With all the internet publishing, poets still need to have a book in their hands. It is tangible like a business card, something that you can show others and at times, make a few bucks. It’s not the money, but the feeling that you have received appreciation and recognition. The bottom line is, we want to share our art.
There are still poets who want nothing to do with the internet. They believe in books. They believe in turning the pages with their hands. They believe in carrying the weight on their shoulders. It is not a burden but pleasure.

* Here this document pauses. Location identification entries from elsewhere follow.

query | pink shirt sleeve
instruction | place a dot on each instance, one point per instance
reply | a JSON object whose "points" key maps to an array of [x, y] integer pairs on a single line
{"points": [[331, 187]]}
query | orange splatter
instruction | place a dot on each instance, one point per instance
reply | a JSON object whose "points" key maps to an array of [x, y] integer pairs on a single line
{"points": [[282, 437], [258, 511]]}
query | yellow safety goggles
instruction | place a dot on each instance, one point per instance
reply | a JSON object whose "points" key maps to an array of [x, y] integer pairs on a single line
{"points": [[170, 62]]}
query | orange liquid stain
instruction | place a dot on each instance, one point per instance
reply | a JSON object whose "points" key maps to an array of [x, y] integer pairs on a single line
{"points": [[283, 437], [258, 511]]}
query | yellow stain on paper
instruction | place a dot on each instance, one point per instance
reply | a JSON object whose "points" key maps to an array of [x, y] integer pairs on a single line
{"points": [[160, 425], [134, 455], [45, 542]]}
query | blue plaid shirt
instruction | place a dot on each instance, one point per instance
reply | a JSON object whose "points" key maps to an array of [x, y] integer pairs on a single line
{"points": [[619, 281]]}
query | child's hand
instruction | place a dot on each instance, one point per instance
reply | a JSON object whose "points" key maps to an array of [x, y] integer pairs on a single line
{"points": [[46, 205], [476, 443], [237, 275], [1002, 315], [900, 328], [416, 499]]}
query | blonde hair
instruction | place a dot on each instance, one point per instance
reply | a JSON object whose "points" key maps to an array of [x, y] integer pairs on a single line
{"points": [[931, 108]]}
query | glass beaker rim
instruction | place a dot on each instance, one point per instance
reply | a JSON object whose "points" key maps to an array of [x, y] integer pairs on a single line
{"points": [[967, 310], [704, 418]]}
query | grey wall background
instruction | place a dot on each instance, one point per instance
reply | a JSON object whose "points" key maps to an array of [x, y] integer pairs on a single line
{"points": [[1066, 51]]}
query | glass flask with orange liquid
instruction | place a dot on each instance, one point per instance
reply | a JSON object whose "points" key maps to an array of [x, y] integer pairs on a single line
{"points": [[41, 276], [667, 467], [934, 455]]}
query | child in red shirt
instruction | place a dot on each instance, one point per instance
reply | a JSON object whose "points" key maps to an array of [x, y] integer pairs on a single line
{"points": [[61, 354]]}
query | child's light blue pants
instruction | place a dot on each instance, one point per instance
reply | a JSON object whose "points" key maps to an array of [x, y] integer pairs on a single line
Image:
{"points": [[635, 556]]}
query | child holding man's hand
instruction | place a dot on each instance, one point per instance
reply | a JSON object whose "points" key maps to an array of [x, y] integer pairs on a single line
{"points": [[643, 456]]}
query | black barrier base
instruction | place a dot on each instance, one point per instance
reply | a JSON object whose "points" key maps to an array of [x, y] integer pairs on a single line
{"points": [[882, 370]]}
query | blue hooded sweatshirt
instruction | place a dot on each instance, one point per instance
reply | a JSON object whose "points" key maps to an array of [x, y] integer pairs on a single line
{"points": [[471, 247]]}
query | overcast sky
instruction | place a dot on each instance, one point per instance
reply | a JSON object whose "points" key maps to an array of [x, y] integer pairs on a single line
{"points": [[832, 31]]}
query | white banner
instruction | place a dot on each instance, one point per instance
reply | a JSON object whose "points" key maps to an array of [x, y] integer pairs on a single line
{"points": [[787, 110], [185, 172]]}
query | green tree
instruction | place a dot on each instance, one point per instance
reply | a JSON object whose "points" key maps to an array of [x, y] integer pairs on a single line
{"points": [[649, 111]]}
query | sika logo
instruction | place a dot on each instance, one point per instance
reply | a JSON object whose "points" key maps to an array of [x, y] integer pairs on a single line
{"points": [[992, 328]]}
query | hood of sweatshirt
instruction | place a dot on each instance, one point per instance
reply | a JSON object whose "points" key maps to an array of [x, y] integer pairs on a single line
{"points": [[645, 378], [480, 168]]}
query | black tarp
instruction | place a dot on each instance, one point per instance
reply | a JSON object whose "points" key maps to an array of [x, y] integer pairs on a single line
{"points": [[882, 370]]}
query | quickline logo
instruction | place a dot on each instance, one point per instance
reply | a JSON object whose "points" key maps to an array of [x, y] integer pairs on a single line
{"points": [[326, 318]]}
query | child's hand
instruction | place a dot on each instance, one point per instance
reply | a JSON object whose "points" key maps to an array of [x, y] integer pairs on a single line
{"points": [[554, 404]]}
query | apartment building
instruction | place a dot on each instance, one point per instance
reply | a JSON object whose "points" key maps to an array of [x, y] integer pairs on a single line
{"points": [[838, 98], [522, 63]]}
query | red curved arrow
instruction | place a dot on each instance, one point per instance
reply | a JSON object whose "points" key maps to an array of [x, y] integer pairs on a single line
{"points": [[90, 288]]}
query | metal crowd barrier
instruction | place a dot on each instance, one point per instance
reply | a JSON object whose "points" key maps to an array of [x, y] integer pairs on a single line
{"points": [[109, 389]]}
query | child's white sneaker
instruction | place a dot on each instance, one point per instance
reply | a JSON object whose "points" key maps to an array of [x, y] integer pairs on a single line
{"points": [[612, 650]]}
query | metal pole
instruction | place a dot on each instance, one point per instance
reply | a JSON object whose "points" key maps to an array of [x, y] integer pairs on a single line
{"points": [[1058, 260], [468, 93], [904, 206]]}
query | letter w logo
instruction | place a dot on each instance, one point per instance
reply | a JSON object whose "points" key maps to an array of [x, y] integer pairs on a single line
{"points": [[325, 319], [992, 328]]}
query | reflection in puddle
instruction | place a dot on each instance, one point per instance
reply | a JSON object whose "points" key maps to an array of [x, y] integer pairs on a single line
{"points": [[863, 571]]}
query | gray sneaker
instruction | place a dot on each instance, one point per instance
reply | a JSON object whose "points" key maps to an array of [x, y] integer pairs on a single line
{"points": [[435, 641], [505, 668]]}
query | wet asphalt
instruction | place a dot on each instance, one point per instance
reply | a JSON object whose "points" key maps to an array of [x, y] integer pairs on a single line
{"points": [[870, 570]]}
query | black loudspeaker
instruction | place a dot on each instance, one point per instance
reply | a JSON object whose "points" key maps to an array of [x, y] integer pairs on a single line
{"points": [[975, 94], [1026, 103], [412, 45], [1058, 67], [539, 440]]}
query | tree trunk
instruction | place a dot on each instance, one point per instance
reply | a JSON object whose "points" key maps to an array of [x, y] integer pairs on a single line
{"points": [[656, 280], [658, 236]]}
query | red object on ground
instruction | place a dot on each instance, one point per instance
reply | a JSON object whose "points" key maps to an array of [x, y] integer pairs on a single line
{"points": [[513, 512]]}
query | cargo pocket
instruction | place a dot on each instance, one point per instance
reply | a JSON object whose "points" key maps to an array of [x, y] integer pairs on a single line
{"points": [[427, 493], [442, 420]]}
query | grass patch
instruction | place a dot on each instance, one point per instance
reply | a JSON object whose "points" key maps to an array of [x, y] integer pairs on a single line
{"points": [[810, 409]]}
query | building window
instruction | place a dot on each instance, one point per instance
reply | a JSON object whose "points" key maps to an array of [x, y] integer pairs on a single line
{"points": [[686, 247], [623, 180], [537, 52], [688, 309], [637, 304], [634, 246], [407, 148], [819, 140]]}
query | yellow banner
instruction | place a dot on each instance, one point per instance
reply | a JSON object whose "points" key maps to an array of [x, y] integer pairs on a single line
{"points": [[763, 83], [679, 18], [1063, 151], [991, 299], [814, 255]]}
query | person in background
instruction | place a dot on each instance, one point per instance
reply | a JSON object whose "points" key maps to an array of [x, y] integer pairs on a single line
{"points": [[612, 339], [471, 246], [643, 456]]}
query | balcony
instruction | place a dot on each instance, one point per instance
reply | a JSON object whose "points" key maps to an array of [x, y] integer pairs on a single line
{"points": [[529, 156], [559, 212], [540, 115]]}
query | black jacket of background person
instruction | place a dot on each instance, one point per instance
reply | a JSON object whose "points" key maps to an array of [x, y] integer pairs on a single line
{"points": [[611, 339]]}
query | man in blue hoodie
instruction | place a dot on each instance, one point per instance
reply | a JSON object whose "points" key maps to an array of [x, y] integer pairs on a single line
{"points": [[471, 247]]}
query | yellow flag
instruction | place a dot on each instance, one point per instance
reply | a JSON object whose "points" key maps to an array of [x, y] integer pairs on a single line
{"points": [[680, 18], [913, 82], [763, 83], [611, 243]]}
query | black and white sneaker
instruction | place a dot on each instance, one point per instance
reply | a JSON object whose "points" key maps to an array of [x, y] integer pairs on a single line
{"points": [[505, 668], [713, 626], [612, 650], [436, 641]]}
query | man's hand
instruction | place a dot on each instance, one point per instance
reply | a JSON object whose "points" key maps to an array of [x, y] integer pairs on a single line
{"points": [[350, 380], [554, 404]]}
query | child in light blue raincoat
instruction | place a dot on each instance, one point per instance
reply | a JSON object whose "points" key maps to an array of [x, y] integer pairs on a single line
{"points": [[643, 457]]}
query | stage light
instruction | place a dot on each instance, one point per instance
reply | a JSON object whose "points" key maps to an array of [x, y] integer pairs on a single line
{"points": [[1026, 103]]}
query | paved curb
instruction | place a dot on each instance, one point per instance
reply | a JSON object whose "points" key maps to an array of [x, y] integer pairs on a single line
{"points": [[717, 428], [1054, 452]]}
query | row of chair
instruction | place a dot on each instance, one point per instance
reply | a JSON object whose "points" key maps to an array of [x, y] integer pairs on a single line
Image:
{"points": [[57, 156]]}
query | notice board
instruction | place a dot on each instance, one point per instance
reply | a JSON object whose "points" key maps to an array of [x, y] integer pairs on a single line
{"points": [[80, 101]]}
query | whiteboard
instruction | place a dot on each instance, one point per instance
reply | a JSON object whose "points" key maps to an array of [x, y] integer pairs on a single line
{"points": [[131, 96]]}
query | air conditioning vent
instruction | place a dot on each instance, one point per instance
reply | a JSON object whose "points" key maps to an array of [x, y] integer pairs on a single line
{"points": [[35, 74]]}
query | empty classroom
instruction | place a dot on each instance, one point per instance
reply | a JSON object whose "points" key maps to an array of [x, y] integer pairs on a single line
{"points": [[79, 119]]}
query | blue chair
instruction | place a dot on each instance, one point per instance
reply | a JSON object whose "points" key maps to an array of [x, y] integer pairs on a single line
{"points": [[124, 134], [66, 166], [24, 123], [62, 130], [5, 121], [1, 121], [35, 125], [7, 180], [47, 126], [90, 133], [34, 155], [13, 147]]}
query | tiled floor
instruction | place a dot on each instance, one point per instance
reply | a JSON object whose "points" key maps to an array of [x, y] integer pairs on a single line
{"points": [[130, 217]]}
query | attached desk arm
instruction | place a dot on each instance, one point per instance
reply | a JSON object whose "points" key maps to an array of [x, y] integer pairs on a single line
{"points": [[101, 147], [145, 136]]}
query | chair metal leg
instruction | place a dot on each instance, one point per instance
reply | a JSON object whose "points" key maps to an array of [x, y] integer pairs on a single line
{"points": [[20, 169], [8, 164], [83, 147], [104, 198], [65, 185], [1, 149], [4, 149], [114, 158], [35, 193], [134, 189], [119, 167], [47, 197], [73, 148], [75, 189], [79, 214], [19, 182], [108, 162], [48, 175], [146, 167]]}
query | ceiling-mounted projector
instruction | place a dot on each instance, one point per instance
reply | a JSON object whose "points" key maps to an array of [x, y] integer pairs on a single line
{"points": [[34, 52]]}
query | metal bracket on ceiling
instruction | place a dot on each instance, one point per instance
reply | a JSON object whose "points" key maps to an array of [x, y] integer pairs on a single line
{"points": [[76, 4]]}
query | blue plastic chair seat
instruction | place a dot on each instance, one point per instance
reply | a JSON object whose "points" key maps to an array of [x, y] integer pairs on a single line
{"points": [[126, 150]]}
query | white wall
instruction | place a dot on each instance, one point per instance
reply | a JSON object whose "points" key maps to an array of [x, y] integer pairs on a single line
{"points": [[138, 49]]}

You are thinking–as the illustration indicates–of a single person with a single book: the individual reading. But that’s a somewhat idealized image. What happens if you multiply the books? There are certain subjects I have researched, and research involved my going to the library to hunt out various books, some of which were useful, others not. I have exited the library with a pile of books which, I assure you, was no pleasure to carry. As a research tool, the internet is vaster (more up to date, more wide-ranging) than the Encyclopedia Britannica. It is better than a thesaurus, a superb dictionary that includes etymologies. A person reading a single book–a novel, a book of poems, etc.–in a chair is in a way a vacation from reading: a vacation from reading as an adventure of ideas; the reader as the intersection point of a multiplicity of minds. The internet recognizes this aspect of reading and allows us to explore it. That it seems to me is its great value. Of course we will need books. There are things you can’t find on the internet which you can find in books–just as there are things you can’t find in books that you can find on the internet. The image of the single person with the single book–whose pages can be touched and turned–has its charm, but we should remember that that image also represents a retreat from the deepest aspects of reading.